Thursday, July 14, 2011

Thank-you for the Love

It is now 8 days since I had surgery, and I'm becoming cognitively capable of sharing with you again. I want to share with you what happened just as I went into surgery.

As I was drifting away under the anesthesia, there was a brief terrifying moment when I realized that I would soon experience a period of time, measures in days, where I would lose all capacity to act or think on my own behalf. Soon, I would lose every skill and strength I had in this world. Then, as physical sensation departed, and thought began to drift away, the self that remained, the true self that remains when all else is stripped away, this self felt something. It was like a cushion of air, only it was more palpable and powerful than the brick and steel of the hospital building I knew my body was in.

This "cushion" was love, the love generated by all of the blessings and prayers and thoughts that were being sent to me by all of the people who cared. And, I knew then, with a knowing beyond thought, that love was the most powerful energy in the universe, and that this love I was receiving would nurture and sustain me through the surgery and difficult time that followed.

And now I know, in a knowing beyond words, that love, your love, the love you sent to me, is what sustained me. Without your love, I would not have made it through.

My heart is bursting with gratitude. I'm happy to still be here. And I know what got me through - your love.

Thank-you for the love.

Namaste
Joe

Monday, July 4, 2011

Surrender to Grace

4 July 2011

Independence day? Hardly.  Today is about surrender.  I'm in surgery prep, including a bowel cleanse - very unpleasant. I'm also spending the time writing, meditating, and communicating with family.  It's a good day.

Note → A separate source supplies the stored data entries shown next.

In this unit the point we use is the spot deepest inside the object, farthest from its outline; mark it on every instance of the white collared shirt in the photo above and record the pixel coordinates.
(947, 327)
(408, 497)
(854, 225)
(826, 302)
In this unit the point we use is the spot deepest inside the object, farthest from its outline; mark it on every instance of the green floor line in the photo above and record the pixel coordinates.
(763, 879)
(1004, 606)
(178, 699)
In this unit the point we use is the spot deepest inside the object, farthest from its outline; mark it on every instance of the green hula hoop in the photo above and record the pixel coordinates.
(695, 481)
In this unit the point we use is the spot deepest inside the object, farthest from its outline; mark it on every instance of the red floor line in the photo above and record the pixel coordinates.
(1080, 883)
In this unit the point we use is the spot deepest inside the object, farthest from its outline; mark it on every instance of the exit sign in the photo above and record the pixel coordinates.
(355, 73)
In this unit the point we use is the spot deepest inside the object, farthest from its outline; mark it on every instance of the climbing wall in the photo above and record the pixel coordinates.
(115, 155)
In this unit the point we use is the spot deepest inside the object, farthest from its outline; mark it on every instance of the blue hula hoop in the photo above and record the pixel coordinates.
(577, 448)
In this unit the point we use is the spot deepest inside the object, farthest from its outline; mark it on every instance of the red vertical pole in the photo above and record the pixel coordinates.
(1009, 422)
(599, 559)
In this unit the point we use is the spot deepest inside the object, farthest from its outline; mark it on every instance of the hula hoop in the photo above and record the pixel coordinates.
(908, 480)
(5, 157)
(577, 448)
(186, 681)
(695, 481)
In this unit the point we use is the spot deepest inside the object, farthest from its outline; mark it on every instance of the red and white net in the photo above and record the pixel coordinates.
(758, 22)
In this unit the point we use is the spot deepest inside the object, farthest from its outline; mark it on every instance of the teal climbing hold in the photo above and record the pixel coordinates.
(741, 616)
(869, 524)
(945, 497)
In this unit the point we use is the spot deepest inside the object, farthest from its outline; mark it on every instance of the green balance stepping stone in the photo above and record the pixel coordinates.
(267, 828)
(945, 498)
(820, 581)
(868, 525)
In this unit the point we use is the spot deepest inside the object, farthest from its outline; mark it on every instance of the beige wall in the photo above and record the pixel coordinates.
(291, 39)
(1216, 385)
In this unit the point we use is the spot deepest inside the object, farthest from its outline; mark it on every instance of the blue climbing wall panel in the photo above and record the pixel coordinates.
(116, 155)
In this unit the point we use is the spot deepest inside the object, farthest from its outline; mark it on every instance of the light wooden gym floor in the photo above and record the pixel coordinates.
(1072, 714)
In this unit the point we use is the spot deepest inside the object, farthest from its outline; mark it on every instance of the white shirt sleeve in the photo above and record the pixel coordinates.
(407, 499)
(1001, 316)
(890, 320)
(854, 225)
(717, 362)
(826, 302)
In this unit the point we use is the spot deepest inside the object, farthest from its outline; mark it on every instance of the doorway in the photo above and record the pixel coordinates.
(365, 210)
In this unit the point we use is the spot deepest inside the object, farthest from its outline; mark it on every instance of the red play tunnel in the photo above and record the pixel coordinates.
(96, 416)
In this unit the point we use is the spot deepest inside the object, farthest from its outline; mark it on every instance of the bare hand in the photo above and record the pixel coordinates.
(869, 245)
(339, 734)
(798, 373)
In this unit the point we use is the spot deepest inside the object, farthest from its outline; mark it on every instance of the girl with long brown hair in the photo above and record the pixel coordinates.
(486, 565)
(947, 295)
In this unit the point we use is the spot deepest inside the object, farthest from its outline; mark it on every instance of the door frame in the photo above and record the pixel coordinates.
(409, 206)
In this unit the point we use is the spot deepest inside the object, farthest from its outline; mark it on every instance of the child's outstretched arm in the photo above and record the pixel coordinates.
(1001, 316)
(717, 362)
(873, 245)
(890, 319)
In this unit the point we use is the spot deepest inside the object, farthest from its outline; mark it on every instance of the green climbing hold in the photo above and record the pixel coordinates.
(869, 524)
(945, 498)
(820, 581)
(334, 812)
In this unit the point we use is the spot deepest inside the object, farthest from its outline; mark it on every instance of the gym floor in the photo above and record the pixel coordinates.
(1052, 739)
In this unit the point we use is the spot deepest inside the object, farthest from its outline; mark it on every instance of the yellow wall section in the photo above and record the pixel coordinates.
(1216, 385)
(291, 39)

I realize that I must, for the next few days, completely surrender.  Once the surgery starts, I will be asleep.  Even when I awake, I will be physically weakened, and cognitively impaired by the medications.  For some time, I will be unable to help myself in any way.  

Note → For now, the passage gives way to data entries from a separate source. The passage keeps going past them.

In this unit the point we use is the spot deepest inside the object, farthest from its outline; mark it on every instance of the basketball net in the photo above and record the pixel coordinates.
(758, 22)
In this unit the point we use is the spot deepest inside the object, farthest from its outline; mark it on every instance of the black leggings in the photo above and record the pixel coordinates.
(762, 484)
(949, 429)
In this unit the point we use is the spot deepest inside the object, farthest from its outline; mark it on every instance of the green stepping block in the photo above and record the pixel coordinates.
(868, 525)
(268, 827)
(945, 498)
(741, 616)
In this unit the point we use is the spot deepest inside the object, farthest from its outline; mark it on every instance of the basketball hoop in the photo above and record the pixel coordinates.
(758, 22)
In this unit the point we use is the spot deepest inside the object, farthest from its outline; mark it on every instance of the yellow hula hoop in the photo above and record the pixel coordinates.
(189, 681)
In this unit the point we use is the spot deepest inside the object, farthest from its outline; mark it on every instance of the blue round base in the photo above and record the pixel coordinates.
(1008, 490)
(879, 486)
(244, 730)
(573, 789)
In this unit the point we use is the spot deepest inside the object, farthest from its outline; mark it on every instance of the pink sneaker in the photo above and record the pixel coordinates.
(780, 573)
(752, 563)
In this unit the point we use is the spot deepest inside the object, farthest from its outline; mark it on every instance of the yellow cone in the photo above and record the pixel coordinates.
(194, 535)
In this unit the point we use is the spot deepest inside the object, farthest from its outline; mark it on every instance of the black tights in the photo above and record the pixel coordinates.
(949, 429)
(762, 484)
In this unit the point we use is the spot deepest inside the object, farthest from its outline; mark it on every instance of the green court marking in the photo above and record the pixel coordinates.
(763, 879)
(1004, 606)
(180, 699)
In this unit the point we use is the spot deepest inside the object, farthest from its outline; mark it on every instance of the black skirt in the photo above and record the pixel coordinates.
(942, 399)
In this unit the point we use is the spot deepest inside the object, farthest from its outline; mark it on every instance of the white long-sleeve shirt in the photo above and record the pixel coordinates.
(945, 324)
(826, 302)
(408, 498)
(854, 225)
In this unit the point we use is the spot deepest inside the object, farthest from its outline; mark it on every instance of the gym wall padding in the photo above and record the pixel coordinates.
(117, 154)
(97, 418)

In the past, this would have scared me deeply, and I would be lying if I said I had no anxiety today.  I do.  At the same time, I feel myself uplifted by grace, and I see divine grace everywhere.

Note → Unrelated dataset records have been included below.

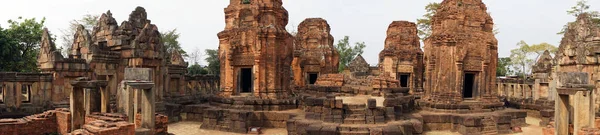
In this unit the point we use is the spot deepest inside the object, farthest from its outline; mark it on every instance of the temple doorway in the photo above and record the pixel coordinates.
(468, 85)
(403, 78)
(245, 80)
(312, 78)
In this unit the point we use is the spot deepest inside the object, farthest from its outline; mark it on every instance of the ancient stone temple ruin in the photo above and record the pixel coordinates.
(118, 78)
(402, 58)
(314, 53)
(93, 81)
(460, 67)
(255, 50)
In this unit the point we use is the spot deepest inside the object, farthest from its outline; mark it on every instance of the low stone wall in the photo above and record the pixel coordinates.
(252, 104)
(237, 121)
(498, 122)
(100, 127)
(160, 125)
(541, 108)
(299, 126)
(38, 124)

I see grace in the skillful surgeon's hands.

I see grace in the knowledge and commitment of the professionals who will be caring for me while I'm in the hospital.

I see grace in the loving support I've received from Cathy and my family, and in the blessings and prayers I've received from many, many people.

And I see grace in the innate healing capacity and impulse that is within me, that I know will begin to take me along a path to healing, even before I'm able to assert myself.

I feel showered in grace, and I'm grateful to be able to surrender, and to know that grace will sustain me, and that all will unfold as it should.